El punk político de Pussy Riot revoluciona la Rambleta
Sara Roqueta

El espectáculo 'Riot Days' agita al público valenciano durante hora y media

Sara Roqueta
SARA ROQUETA

Cuando Pussy Riot sube al escenario no hay reglas. Tampoco fuera de él. El colectivo ruso de punk, que se dio a conocer en 2012 con actuaciones de provocación política como realizar un concierto sin autorización en plena Catedral de Cristo Salvador de Moscú, hizo anoche en La Rambleta su ritual de heterodoxia con el estreno en España de 'Riot Days'. El espectáculo, que poco o nada tiene que ver con un concierto al uso, llegó ayer hasta Valencia como una performance jazz-punk basada en el libro de la artista Maria Aliójina, encarcelada en prisión durante 21 meses por alterar el orden público en aquella iglesia rusa.

De esa historia de discrepancia política nació 'Riot Days', una obra multimedia que combina solos de saxofón, percusión, sintetizadores y jazz. Además de la palabra de los cuatro integrantes del grupo, quienes sorprendieron al público valenciano con ese perfecto ruso del que muy pocos asistentes habían oído hablar. Sobre el escenario, una pantalla proyectaba las letras en español de todo lo que salía por la boca de este colectivo que ya en 2018 interrumpió con una protesta la final de la Copa del mundo de fútbol y, que ayer hizo gala en la ciudad del Turia, de su inconformismo ante las políticas del primer ministro Ruso Vladimir Putín.

Sara Roqueta

El recurso audiovisual mostraba imágenes que iban desde los inicios del grupo hasta el encarcelamiento de Maria Aliójina. En el centro del escenario estaba ella, al frente de la banda, recordando su paso por prisión mientras el resto del grupo gritaba proclamas por la libertad de Rusia o en favor de la mujer y el colectivo LGTBI.

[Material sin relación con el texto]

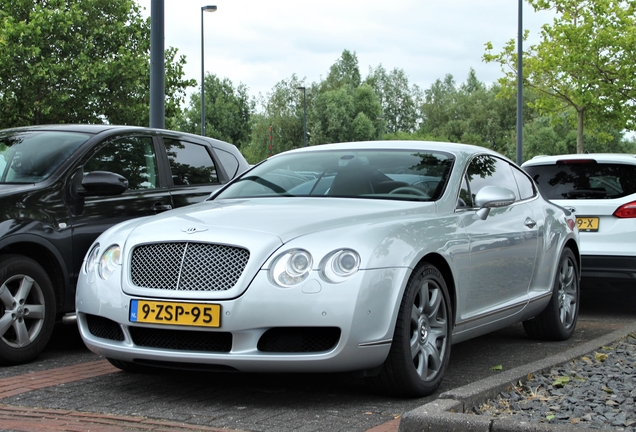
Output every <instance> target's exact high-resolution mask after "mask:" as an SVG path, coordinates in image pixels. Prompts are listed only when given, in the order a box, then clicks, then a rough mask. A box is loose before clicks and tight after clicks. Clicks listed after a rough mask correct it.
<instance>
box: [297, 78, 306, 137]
mask: <svg viewBox="0 0 636 432" xmlns="http://www.w3.org/2000/svg"><path fill="white" fill-rule="evenodd" d="M296 88H297V89H298V90H302V91H303V147H307V89H306V88H305V87H304V86H300V87H296Z"/></svg>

Una hora y media de espectáculo fue suficiente para que los Pussy Riot revolucionaran la Rambleta con Alióijina fumándose un cigarro en medio de la pista mientras sus compañeros portaban esas máscaras de colores llamativos que caracterizan al grupo en sus intervenciones. Y cuando el público pensaba que ya lo habían visto todo, uno de los integrantes comenzó a lanzar una decena de botellas de agua a los asistentes. Aunque empapados, nadie se marchó. Los había que continuaban moviendo el cuerpo a ritmo de ese sonido punk que ayer consiguió llenar la sala de conciertos. Un alboroto (riot); como su nombre indica en lengua inglesa, que no dejó indiferente al público valenciano.